Hockey Hall of Fame announces class of 2018

The Hockey Hall of Fame announced its inductees for 2018 on Tuesday. New Jersey Devils legend Martin Brodeur, along with Martin St. Louis, Soviet-era scorer Alexander Yakushev and Jayna Hefford have been chosen in the players category, while Willie O’Ree, the NHL’s first black player, and commissioner Gary Bettman have been elected as builders.

At the front of this year’s class is Willie O’Ree who had been left out for a shockingly long time. O’Ree broke the NHL’s colour barrier as the first black player to play in the NHL back in 1957-58. He’ll go in as a builder alongside current NHL commissioner Gary Bettman. That’s certainly going to be an unpopular decision. Bettman, while growing the game south of the border, is responsible for multiple lockouts during his tenure as commissioner. He’s frequently booed at events like the NHL draft.

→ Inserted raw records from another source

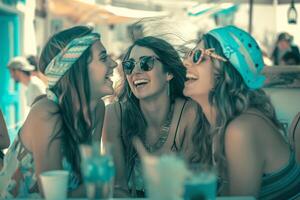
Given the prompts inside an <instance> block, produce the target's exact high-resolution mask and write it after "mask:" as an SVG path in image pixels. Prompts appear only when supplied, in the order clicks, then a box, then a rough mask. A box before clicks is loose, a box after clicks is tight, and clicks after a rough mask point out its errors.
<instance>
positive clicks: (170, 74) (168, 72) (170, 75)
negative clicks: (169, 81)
mask: <svg viewBox="0 0 300 200" xmlns="http://www.w3.org/2000/svg"><path fill="white" fill-rule="evenodd" d="M173 77H174V76H173V74H171V73H170V72H167V81H170V80H172V79H173Z"/></svg>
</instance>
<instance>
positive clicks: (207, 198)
mask: <svg viewBox="0 0 300 200" xmlns="http://www.w3.org/2000/svg"><path fill="white" fill-rule="evenodd" d="M209 176H210V175H206V174H201V175H194V177H192V178H191V179H190V180H187V181H186V182H185V185H184V186H185V187H184V188H185V192H184V199H185V200H194V199H197V200H200V199H206V200H215V199H216V190H217V183H216V178H215V177H214V178H212V177H209Z"/></svg>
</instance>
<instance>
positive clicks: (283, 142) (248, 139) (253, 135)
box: [184, 26, 300, 199]
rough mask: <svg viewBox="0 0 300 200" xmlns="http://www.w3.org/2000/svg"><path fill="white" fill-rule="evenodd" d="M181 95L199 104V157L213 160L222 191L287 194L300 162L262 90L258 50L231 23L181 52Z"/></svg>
mask: <svg viewBox="0 0 300 200" xmlns="http://www.w3.org/2000/svg"><path fill="white" fill-rule="evenodd" d="M184 64H185V66H186V68H187V81H186V83H185V88H184V94H185V95H186V96H189V97H191V98H192V99H194V100H195V101H197V102H198V104H199V105H201V107H202V109H203V111H204V113H205V116H206V118H207V119H208V121H209V124H210V127H211V131H210V132H207V133H205V134H198V137H199V140H198V141H200V143H199V153H200V154H201V158H202V162H204V163H209V164H211V165H215V166H217V168H218V171H219V175H220V184H221V185H220V188H219V189H220V193H221V194H223V195H240V196H242V195H250V196H255V197H256V198H258V199H292V198H294V197H297V196H299V194H300V192H299V191H300V190H299V188H300V166H299V164H297V163H296V162H295V156H294V152H293V151H292V150H291V148H290V146H289V144H288V143H287V142H286V140H285V138H284V137H283V136H282V133H283V132H284V129H283V127H282V125H281V124H280V122H279V121H278V119H277V118H276V114H275V110H274V107H273V105H272V104H271V102H270V99H269V98H268V97H267V95H266V94H265V92H264V91H263V90H262V89H261V87H262V86H263V84H264V80H265V77H264V76H263V75H262V73H261V72H262V70H263V67H264V63H263V59H262V53H261V50H260V48H259V46H258V44H257V42H256V41H255V40H254V38H253V37H251V36H250V35H249V34H248V33H246V32H245V31H243V30H241V29H239V28H236V27H234V26H226V27H222V28H217V29H213V30H211V31H209V32H208V33H207V34H205V35H204V36H203V38H202V40H201V41H200V42H199V43H198V44H197V45H196V47H195V48H194V49H193V50H191V51H190V52H189V53H188V55H187V56H186V57H185V60H184Z"/></svg>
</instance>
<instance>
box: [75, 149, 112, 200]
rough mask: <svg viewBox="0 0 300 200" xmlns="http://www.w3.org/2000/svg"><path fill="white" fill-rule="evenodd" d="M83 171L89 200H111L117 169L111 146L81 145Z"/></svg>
mask: <svg viewBox="0 0 300 200" xmlns="http://www.w3.org/2000/svg"><path fill="white" fill-rule="evenodd" d="M80 152H81V170H82V175H83V179H84V183H85V185H86V191H87V197H88V198H89V199H95V198H101V199H111V198H112V196H113V184H114V183H113V180H114V175H115V168H114V163H113V158H112V154H111V145H110V144H105V145H102V146H101V148H100V144H99V143H94V144H93V145H81V146H80Z"/></svg>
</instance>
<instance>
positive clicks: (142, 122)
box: [104, 37, 204, 196]
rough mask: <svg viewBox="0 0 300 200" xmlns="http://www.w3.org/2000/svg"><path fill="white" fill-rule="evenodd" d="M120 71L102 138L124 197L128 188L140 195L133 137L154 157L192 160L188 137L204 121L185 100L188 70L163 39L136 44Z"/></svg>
mask: <svg viewBox="0 0 300 200" xmlns="http://www.w3.org/2000/svg"><path fill="white" fill-rule="evenodd" d="M122 67H123V71H124V76H125V77H124V78H125V80H124V86H123V90H122V91H121V93H120V95H119V102H117V103H114V104H112V105H109V106H108V108H107V112H106V115H105V119H106V120H105V124H104V138H105V140H108V141H110V142H112V143H113V144H114V146H115V149H114V153H115V155H114V157H115V164H116V169H117V173H116V180H115V181H116V188H117V190H116V191H121V190H123V192H125V193H128V189H129V191H130V192H131V195H133V196H144V190H145V186H144V181H143V178H142V174H143V173H142V166H141V161H140V159H139V157H138V156H137V153H136V151H135V149H134V148H133V145H132V138H133V137H134V136H137V137H139V138H140V139H141V140H142V141H143V143H144V145H145V147H146V149H147V150H148V151H149V152H151V153H153V154H157V155H160V154H163V153H171V152H175V153H180V154H181V155H183V157H184V158H185V159H186V160H187V161H189V162H191V161H192V160H193V161H195V160H196V156H195V155H193V153H194V152H195V151H194V150H193V145H192V135H193V133H195V132H196V133H199V132H201V131H202V130H203V129H204V127H202V126H199V127H196V125H197V124H202V119H203V118H201V115H199V116H197V115H196V114H197V113H201V112H202V111H201V109H200V108H198V106H197V104H196V103H195V102H192V101H191V100H187V99H186V98H185V97H184V95H183V88H184V81H185V75H186V70H185V68H184V66H183V64H182V62H181V60H180V58H179V56H178V54H177V52H176V51H175V49H174V48H173V47H172V46H171V45H170V44H169V43H167V42H165V41H164V40H162V39H158V38H155V37H145V38H141V39H138V40H136V41H135V43H134V44H133V45H132V46H131V47H130V48H129V50H128V51H127V53H126V54H125V57H124V59H123V62H122ZM198 109H199V110H198ZM116 122H117V123H116ZM170 167H171V166H170ZM116 195H118V194H116Z"/></svg>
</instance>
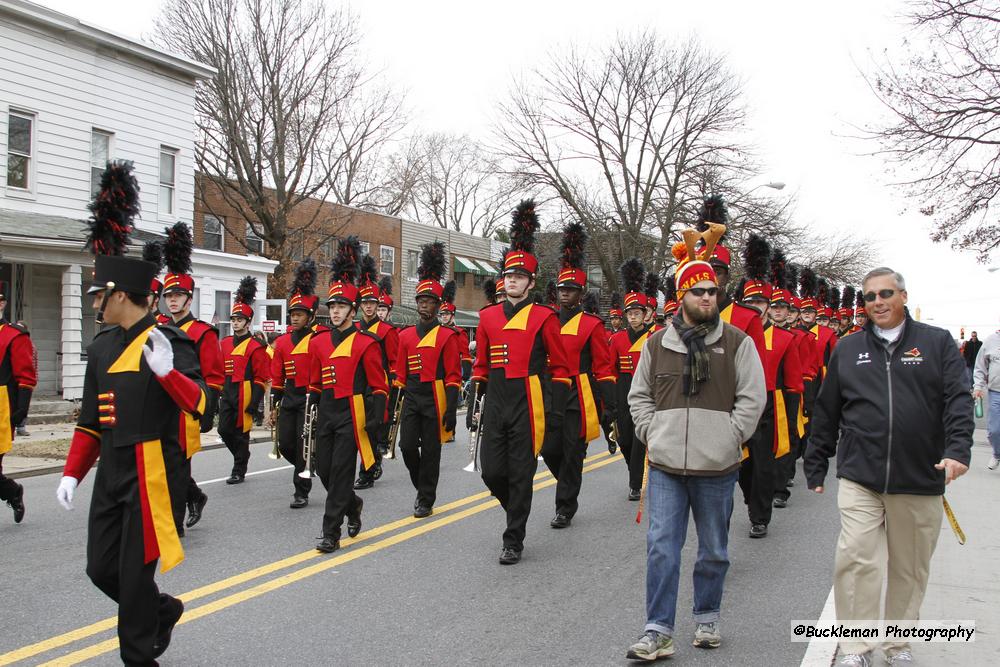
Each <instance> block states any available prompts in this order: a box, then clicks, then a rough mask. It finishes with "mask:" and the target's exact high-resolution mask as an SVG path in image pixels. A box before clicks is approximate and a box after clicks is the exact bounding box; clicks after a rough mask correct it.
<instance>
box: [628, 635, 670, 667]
mask: <svg viewBox="0 0 1000 667" xmlns="http://www.w3.org/2000/svg"><path fill="white" fill-rule="evenodd" d="M673 654H674V640H673V639H671V638H670V637H669V636H667V635H664V634H660V633H659V632H657V631H656V630H646V634H644V635H643V636H641V637H639V641H637V642H636V643H634V644H632V645H631V646H629V647H628V653H626V654H625V657H626V658H628V659H629V660H648V661H650V662H652V661H653V660H659V659H660V658H666V657H669V656H671V655H673Z"/></svg>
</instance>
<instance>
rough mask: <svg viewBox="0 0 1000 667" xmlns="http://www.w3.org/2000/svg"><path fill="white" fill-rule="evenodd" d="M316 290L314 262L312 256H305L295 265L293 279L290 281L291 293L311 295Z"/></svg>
mask: <svg viewBox="0 0 1000 667" xmlns="http://www.w3.org/2000/svg"><path fill="white" fill-rule="evenodd" d="M315 292H316V262H314V261H313V259H312V257H306V258H305V259H304V260H302V261H301V262H299V265H298V266H297V267H295V280H294V281H293V282H292V293H293V294H295V293H298V294H301V295H302V296H312V295H313V293H315Z"/></svg>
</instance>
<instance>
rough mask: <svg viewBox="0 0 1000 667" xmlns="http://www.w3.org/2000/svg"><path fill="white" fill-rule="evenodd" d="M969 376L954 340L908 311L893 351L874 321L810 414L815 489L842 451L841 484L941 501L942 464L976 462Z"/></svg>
mask: <svg viewBox="0 0 1000 667" xmlns="http://www.w3.org/2000/svg"><path fill="white" fill-rule="evenodd" d="M965 372H966V369H965V361H964V360H963V359H962V355H961V354H960V353H959V351H958V346H956V345H955V341H954V340H952V338H951V334H950V333H948V332H947V331H946V330H944V329H940V328H938V327H933V326H930V325H927V324H924V323H922V322H917V321H915V320H913V319H911V318H910V316H909V313H907V315H906V325H905V326H904V327H903V332H902V334H901V337H900V339H899V342H898V344H897V345H895V347H892V346H889V347H886V345H885V344H884V343H883V342H881V341H880V340H879V339H878V338H877V335H876V333H875V330H874V327H873V324H872V322H869V323H868V324H866V325H865V327H864V329H863V330H862V331H859V332H858V333H855V334H851V335H849V336H844V337H843V338H841V339H840V342H838V343H837V347H836V348H834V350H833V356H832V357H831V358H830V363H829V365H828V367H827V376H826V378H825V379H824V380H823V385H822V388H821V389H820V392H819V396H818V397H817V399H816V406H815V411H814V413H813V417H812V430H811V433H810V436H809V445H808V448H807V450H806V454H805V459H804V461H803V464H804V469H805V474H806V479H807V480H808V483H809V488H815V487H817V486H822V485H823V480H824V479H825V477H826V473H827V469H828V468H829V464H830V462H829V459H830V457H831V456H833V455H834V454H835V453H836V454H837V477H839V478H842V479H849V480H851V481H852V482H856V483H858V484H861V485H862V486H864V487H867V488H869V489H871V490H872V491H876V492H878V493H909V494H915V495H941V494H943V493H944V486H945V484H944V480H945V472H944V471H943V470H937V469H935V468H934V465H935V464H936V463H938V462H939V461H940V460H941V459H942V458H950V459H954V460H956V461H959V462H960V463H963V464H965V465H968V464H969V459H970V457H971V453H972V452H971V450H972V432H973V430H974V428H975V424H974V422H973V419H972V396H971V394H970V393H969V387H968V382H967V380H966V377H965ZM838 435H839V438H838ZM838 440H839V441H838Z"/></svg>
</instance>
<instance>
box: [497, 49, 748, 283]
mask: <svg viewBox="0 0 1000 667" xmlns="http://www.w3.org/2000/svg"><path fill="white" fill-rule="evenodd" d="M744 121H745V110H744V107H743V103H742V87H741V83H740V81H739V80H738V79H737V77H736V76H735V75H734V74H733V73H732V72H731V71H730V70H729V68H728V67H727V66H726V63H725V61H724V59H723V58H722V57H720V56H717V55H714V54H712V53H710V52H708V51H707V50H706V49H704V48H703V47H702V46H701V45H700V44H698V43H697V42H696V41H693V40H691V41H687V42H684V43H681V44H677V45H671V44H667V43H665V42H664V41H663V40H661V39H660V38H659V37H657V36H656V34H655V33H653V32H645V33H641V34H638V35H635V36H631V37H619V38H618V39H617V40H615V41H614V42H613V43H612V44H610V45H609V46H607V47H606V48H604V49H602V50H600V51H599V52H597V53H593V54H587V53H582V52H581V51H579V50H577V49H575V48H571V49H570V50H568V51H567V52H566V53H565V54H562V55H556V56H553V57H552V58H551V61H550V62H549V63H548V64H547V65H546V66H544V67H541V68H538V69H535V70H534V71H532V72H530V74H529V75H528V76H527V77H525V79H524V80H523V81H520V82H516V83H515V85H514V86H513V89H512V92H511V94H510V96H509V100H508V101H507V102H506V103H504V104H502V105H501V109H500V119H499V123H498V127H497V135H498V144H499V148H498V150H499V152H500V155H501V156H502V157H503V158H505V159H506V160H509V161H510V162H511V163H512V164H513V165H514V166H513V168H514V169H515V170H516V171H517V173H519V174H521V175H523V176H524V177H525V178H527V179H528V181H529V182H530V183H532V184H534V185H537V186H540V187H543V188H546V189H549V190H551V191H552V192H554V193H555V194H556V195H557V196H558V197H559V199H560V200H561V201H562V203H563V204H564V205H565V207H566V209H567V212H568V213H569V214H570V215H571V216H573V217H575V218H576V219H578V220H580V221H582V222H583V223H584V224H585V225H586V227H587V228H588V230H589V231H590V232H591V235H592V236H594V235H601V234H607V233H611V234H612V236H613V237H614V239H615V241H617V242H616V243H610V244H602V246H601V247H604V248H609V249H614V251H615V252H614V253H613V254H612V253H611V252H610V250H609V251H608V252H602V256H601V257H599V260H600V262H601V266H602V269H603V271H604V274H605V276H607V277H609V278H610V279H611V280H612V282H614V276H615V270H614V269H615V268H617V267H616V266H615V265H614V264H613V262H614V257H613V255H619V256H625V257H631V256H642V255H644V254H649V253H650V244H652V246H653V247H652V252H651V255H652V256H651V261H652V268H654V270H657V271H658V270H660V269H661V268H662V267H663V266H664V260H665V256H666V255H668V254H669V253H668V251H669V247H670V244H671V242H672V240H673V238H674V231H675V227H676V226H677V225H678V223H679V222H681V221H682V220H683V219H684V217H683V213H684V212H685V211H686V210H689V209H690V208H691V206H692V202H693V199H694V186H696V185H697V179H696V178H695V176H696V174H697V172H698V171H699V170H705V169H712V170H723V169H739V168H740V165H741V163H742V161H743V156H744V155H745V153H746V150H747V148H746V146H744V145H742V144H741V143H739V142H738V141H736V140H735V139H734V136H735V134H736V132H737V131H738V130H740V129H741V128H742V127H743V125H744Z"/></svg>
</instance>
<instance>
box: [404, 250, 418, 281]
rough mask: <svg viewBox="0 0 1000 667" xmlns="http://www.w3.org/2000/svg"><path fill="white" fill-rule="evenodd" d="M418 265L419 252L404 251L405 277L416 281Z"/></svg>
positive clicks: (416, 277) (408, 250)
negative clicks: (405, 259) (417, 268)
mask: <svg viewBox="0 0 1000 667" xmlns="http://www.w3.org/2000/svg"><path fill="white" fill-rule="evenodd" d="M419 265H420V251H419V250H407V251H406V277H407V278H409V279H410V280H416V279H417V266H419Z"/></svg>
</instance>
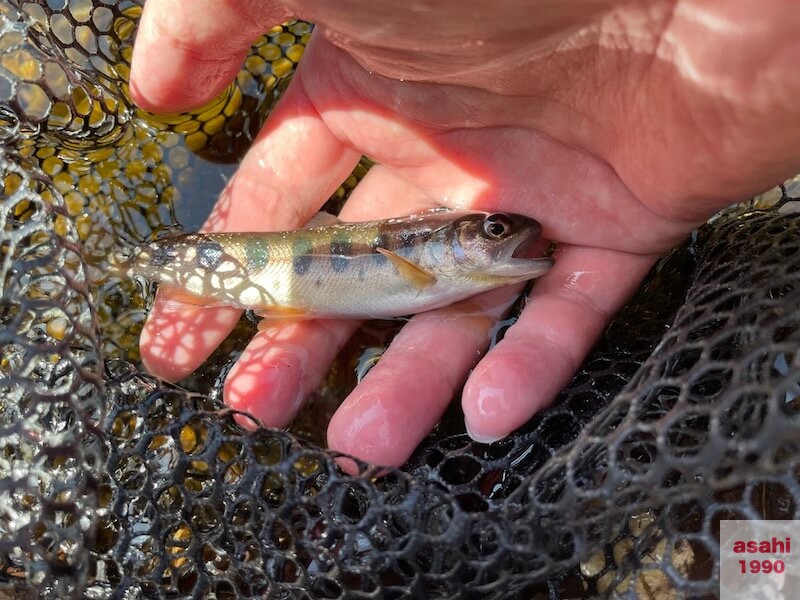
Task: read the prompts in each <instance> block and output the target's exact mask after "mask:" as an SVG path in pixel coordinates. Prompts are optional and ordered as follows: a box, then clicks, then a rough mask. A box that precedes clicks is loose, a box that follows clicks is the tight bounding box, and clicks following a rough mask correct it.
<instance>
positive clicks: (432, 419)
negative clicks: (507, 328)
mask: <svg viewBox="0 0 800 600" xmlns="http://www.w3.org/2000/svg"><path fill="white" fill-rule="evenodd" d="M519 289H520V288H519V286H515V288H514V289H509V288H502V289H498V290H493V291H492V292H488V293H486V294H482V295H480V296H476V297H475V298H471V299H469V300H465V301H463V302H459V303H456V304H453V305H451V306H449V307H447V308H443V309H438V310H434V311H429V312H426V313H421V314H418V315H416V316H415V317H413V318H412V319H411V320H410V321H409V322H408V324H406V326H405V327H403V329H402V330H401V331H400V333H398V335H397V336H396V337H395V339H394V340H393V341H392V343H391V345H390V346H389V348H388V349H387V350H386V352H385V353H384V354H383V356H382V357H381V359H380V360H379V361H378V363H377V364H376V365H375V366H374V367H373V368H372V369H371V370H370V371H369V373H368V374H367V376H366V377H365V378H364V380H363V381H362V382H361V383H360V384H359V385H358V387H356V389H355V390H353V392H352V393H351V394H350V395H349V396H348V397H347V399H346V400H345V401H344V403H343V404H342V406H341V407H339V410H338V411H337V412H336V414H335V415H334V416H333V418H332V419H331V422H330V425H329V426H328V446H329V447H330V448H331V449H333V450H336V451H339V452H343V453H345V454H350V455H353V456H357V457H359V458H360V459H362V460H366V461H368V462H371V463H374V464H378V465H381V466H390V467H394V466H399V465H401V464H403V463H404V462H405V461H406V459H407V458H408V457H409V456H410V455H411V453H412V452H413V451H414V448H416V447H417V445H419V443H420V441H422V439H423V438H424V437H425V435H427V434H428V432H429V431H430V430H431V429H432V428H433V426H434V425H435V424H436V421H438V420H439V418H440V417H441V416H442V414H443V413H444V411H445V409H446V408H447V405H448V404H449V403H450V401H451V400H452V398H453V395H454V393H455V392H456V390H457V389H458V388H459V387H460V386H461V384H462V383H463V381H464V378H465V377H466V374H467V372H468V371H469V369H470V368H472V367H473V366H474V365H475V363H476V362H477V360H478V359H479V358H480V356H481V354H482V353H483V351H485V349H486V347H487V346H488V345H489V336H490V332H491V330H492V328H493V327H494V325H495V323H496V322H497V321H498V319H500V318H501V317H502V315H503V314H505V312H506V311H507V310H508V307H509V306H510V304H511V302H512V301H513V300H514V298H515V297H516V294H517V293H518V292H519ZM342 466H344V467H345V468H346V469H350V468H352V465H349V464H347V463H346V462H343V463H342Z"/></svg>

Martin Brodeur, the NHL’s all-time wins leader with 691 career victories, will be inducted on his first time on the ballot. Brodeur spent virtually all of his career with the New Jersey Devils, winning the Stanley Cup three times and helping Team Canada to two Olympic gold medals.

Martin St. Louis, one of hockey’s best underdog stories, will also be inducted on his first ballot. St. Louis was never drafted, but, despite his small size, became an elite forward with the Tampa Bay Lightning. He helped the team to its only Stanley Cup in 2004 and won the Hart Trophy for league MVP that season too.

Jayna Hefford had a career that spanned nearly two decades with Hockey Canada. She helped Canada to a silver medal in Nagano in 1998 and four-straight Olympic gold medals in Salt Lake, Turin, Vancouver, and Sochi after that. Alexander Yakushev will best be remembered by Canadian fans as the Phil Esposito of the Soviet Union. He helped the U.S.S.R to back-to-back Olympic gold medals in the 1970s.

Among those who were left out of this year’s group is 1088-point scorer Theo Fleury, consistent Norris Trophy-nominee Sergei Zubov, and all-star goalie Curtis Joseph.